Section 1.3 Form of the Notes. The Notes will be issued in the form of one or more permanent fully registered global securities (the “Global Note”) that will be deposited with, or on behalf of the Depository, and registered in the name of the Depository or its nominee, as the case may be, subject to Section 305 of the Base Indenture. So long as the Depository, or its nominee, is the registered owner of the Global Note, the Depository or its nominee, as the case may be, will be considered the sole Holder of the Notes represented by the Global Note for all purposes under the Indenture.
Section 1.4 Terms and Provisions of the Notes.

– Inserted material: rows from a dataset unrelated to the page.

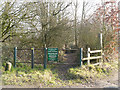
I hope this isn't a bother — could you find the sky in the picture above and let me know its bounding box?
[0,0,120,20]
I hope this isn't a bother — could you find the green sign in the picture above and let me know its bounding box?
[48,48,58,61]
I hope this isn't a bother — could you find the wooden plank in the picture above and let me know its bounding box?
[82,56,102,60]
[90,50,102,53]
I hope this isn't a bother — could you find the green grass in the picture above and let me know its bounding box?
[2,63,117,87]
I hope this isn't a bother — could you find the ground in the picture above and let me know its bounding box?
[3,50,118,88]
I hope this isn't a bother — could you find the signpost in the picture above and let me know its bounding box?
[48,48,58,61]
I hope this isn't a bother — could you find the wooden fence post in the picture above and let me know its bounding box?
[31,48,34,69]
[44,48,47,69]
[87,48,90,65]
[14,47,17,68]
[80,48,83,67]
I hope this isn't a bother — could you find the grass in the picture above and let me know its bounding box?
[2,60,118,87]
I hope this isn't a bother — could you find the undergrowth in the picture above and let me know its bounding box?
[2,63,117,87]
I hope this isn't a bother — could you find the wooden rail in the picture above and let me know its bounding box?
[82,48,102,65]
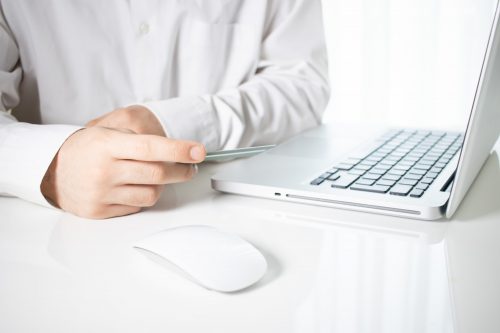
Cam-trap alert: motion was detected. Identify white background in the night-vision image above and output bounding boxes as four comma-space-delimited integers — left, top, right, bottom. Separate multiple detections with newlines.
323, 0, 496, 130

The Notes shall be governed by all of the terms and provisions of the Base Indenture, as supplemented by this Eleventh Supplemental Indenture, and in particular, the following provisions shall be terms of the Notes:
(a) Registration and Form. The Notes shall be issuable in registered form without coupons in minimum denominations of $2,000 principal amount and integral multiples of $1,000 in excess thereof. Each Note shall be dated the date of its authentication and the Notes shall be substantially in the form of Exhibit A attached hereto.

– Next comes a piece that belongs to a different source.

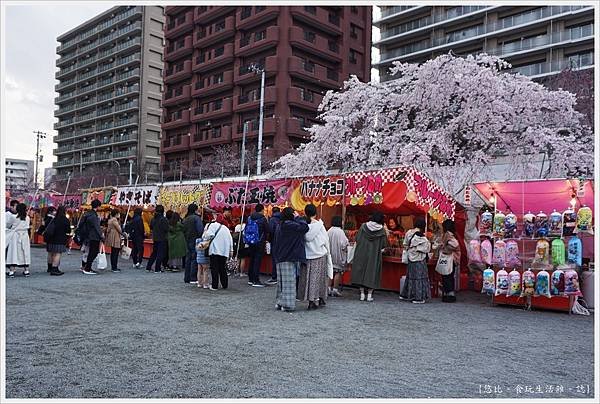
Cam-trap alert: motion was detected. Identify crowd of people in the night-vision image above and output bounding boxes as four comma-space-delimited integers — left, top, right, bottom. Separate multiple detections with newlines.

(b) Payment of Principal and Interest. All payments of principal, Make-Whole Amount, if any, and interest in respect of the Global Notes will be made by the Issuer in immediately available funds to the Depository or its nominee, as the case may be, as the Holder of each of the Global Notes. The Notes shall mature, and the unpaid principal thereon, shall be payable, on November 9, 2031, subject to the provisions of the Base Indenture. The rate per annum at which interest shall be payable on the Notes shall be 2.250%. Interest on the Notes will be payable semi-annually in arrears on each May 9 and November 9, commencing May 9, 2022 (each, an “Interest Payment Date”) and on the Stated Maturity as specified in this Section 1.4(b), to the Persons in whose names the Notes are registered in the Security Register applicable to the Notes at the close of business on the fifteenth calendar day (whether or not a Business Day) immediately preceding each Interest Payment Date. Interest on the Notes shall be computed on the basis of a 360-day year of twelve 30-day months. Interest on the Notes shall accrue from November 9, 2021.

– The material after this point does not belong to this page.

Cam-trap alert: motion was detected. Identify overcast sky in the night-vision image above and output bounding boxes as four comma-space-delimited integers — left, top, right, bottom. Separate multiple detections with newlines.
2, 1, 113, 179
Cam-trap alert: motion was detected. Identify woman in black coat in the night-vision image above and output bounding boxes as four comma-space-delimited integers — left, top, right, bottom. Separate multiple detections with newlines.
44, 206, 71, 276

(c) Sinking Fund. There shall be no sinking fund provided for the Notes.
(d) Redemption at the Option of the Issuer.
(1) The Issuer shall have the option to redeem the Notes at any time in whole, or from time to time in part, at a redemption price (the “Redemption Price”) equal to the sum of (x) the principal amount of the Notes being redeemed plus accrued and unpaid interest on such Notes to the Redemption Date; and (y) the Make-Whole Amount, if any. If the Notes are redeemed on or after August 9, 2031 (the “Par Call Date”), the Redemption Price will not include the Make-Whole Amount.